The portion of the genome that is expressed as a processed mRNA. NHLBI

The parts of a genetic transcript remaining after the INTRONS are removed and which are spliced together to become a messenger or structural RNA. MeSH, 1987

The term "exon" is normally applied for regions which are not spliced out from a pre- mRNA sequence (5' untranslated region (5' UTR), coding sequences (CDS) and 3' untranslated region (3' UTR). But this term is often used also to indicate the protein- coding regions only.  Martin J Bishop, editor, Guide to Human Genome Computing, Academic Press, 1998 https://books.google.com/books?id=g_bJGN-MecIC&printsec=frontcover#v=onepage&q&f=false

Exons contain the coding sequences of a gene - in contrast to introns, or "junk DNA," which are excised before mRNA is translated into a protein.

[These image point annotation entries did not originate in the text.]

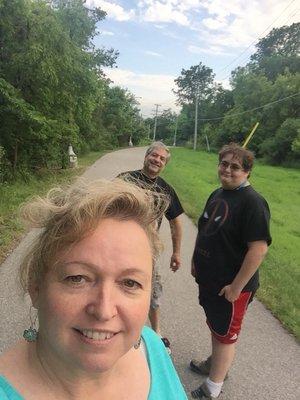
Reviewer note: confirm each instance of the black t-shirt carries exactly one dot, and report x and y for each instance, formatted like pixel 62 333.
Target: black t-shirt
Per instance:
pixel 158 185
pixel 230 220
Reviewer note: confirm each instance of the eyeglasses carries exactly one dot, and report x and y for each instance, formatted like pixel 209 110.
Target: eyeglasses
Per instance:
pixel 233 167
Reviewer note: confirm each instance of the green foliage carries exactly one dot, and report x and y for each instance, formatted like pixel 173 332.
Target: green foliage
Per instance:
pixel 194 175
pixel 195 81
pixel 53 91
pixel 13 194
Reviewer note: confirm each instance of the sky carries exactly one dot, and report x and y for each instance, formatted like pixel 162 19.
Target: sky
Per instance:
pixel 156 39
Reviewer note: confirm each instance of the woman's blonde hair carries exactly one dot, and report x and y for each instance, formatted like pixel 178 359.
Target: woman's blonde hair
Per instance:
pixel 67 215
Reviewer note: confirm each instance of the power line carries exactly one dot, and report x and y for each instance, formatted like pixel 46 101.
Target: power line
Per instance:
pixel 245 58
pixel 252 43
pixel 252 109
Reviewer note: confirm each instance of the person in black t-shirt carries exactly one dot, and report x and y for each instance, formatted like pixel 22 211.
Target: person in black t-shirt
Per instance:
pixel 232 241
pixel 156 158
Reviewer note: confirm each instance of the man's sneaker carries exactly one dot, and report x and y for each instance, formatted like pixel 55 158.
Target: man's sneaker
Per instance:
pixel 202 367
pixel 202 393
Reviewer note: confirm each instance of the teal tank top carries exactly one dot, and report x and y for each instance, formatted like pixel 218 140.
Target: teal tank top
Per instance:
pixel 165 383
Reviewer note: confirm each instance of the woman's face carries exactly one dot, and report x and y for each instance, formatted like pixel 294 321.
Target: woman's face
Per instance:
pixel 94 302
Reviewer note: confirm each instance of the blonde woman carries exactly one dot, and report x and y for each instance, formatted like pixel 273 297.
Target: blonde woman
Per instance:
pixel 89 277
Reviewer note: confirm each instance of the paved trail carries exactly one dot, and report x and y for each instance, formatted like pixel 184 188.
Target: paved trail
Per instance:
pixel 267 365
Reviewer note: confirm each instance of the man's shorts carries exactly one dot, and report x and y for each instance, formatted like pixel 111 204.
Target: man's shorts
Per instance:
pixel 223 317
pixel 156 290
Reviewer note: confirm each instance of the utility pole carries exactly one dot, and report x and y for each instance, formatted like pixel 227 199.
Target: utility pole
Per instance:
pixel 196 120
pixel 155 121
pixel 175 132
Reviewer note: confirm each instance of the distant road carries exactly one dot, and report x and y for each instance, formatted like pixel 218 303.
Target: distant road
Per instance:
pixel 267 365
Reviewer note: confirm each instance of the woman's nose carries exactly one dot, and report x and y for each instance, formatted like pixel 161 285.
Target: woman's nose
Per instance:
pixel 103 304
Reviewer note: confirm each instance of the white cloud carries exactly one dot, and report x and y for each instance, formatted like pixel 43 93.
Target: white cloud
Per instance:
pixel 160 12
pixel 215 50
pixel 152 53
pixel 114 10
pixel 152 88
pixel 106 33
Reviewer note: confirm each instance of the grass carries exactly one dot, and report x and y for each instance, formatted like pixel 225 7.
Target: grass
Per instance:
pixel 194 176
pixel 14 194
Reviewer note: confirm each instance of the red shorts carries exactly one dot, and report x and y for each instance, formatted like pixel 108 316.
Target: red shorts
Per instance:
pixel 223 317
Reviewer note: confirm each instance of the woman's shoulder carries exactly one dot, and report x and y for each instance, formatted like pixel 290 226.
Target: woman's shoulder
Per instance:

Narrower terms: alternative exons, constitutive exons, non-coding first exons; Sequences, DNA & beyond non- coding first exons

expressed sequence: See coding sequence (coding regions)

gene: Definitions and history of are at the beginning of this glossary.

Gene categories: Narrower terms include antibody genes, candidate genes, chimeric gene, constitutive genes, developmental genes, differentiated genes, DNA library, DNA repair genes, essential genes, extranuclear genes, gene components, gene library, genomic library, housekeeping genes, hypothetical genes, intermediate early genes, immunoglobulin genes Ig, lethal genes, luxury genes, microchondrial genes, nested genes, non-structural genes, nuclear gene, operator genes, orphan genes, overlapping genes, parasitism genes, plasmid genes, pleiotropic genes, pseudogenes, putative genes, regulator genes, regulatory region, reporter genes, silent genes, split genes, structural genes, suppressor genes, virulence genes 

gene cluster:
A set of closely related genes that code for the same or similar proteins and which are usually grouped together on the same chromosome  Life Science 

In UniGene (an experimental system for automatically partitioning GenBank sequences into a non- redundant set of gene- oriented clusters), each UniGene cluster contains sequences that represent a unique gene, as well as related information such as the tissue types in which the gene has been expressed and map location. NCBI, UniGene, US http://www.ncbi.nlm.nih.gov/UniGene/index.html

King's Dictionary of Genetics cross references gene cluster with "multigene family" (which can be on the same or different chromosomes, and descended by gene duplication) and reiterated genes (which are multiple genes on the same chromosome). The MeSH term "multigene family" is based on King's definition. Y and M. Zhang's Dictionary of Gene Technology Terms definition specifies "identical or related genes" coding for "the same or similar proteins". The Oxford Dictionary of  Biochemistry & Molecular Biology defines "gene cluster or gene complex" and specifies "functionally related" and "closely linked" genes on a chromosome and notes these are "often structural genes coding for the enzymes that catalyse the various steps of a metabolic pathway".  Is a consensus definition possible?

In bacteria see operon 

gene coding: See coding regions, coding sequences.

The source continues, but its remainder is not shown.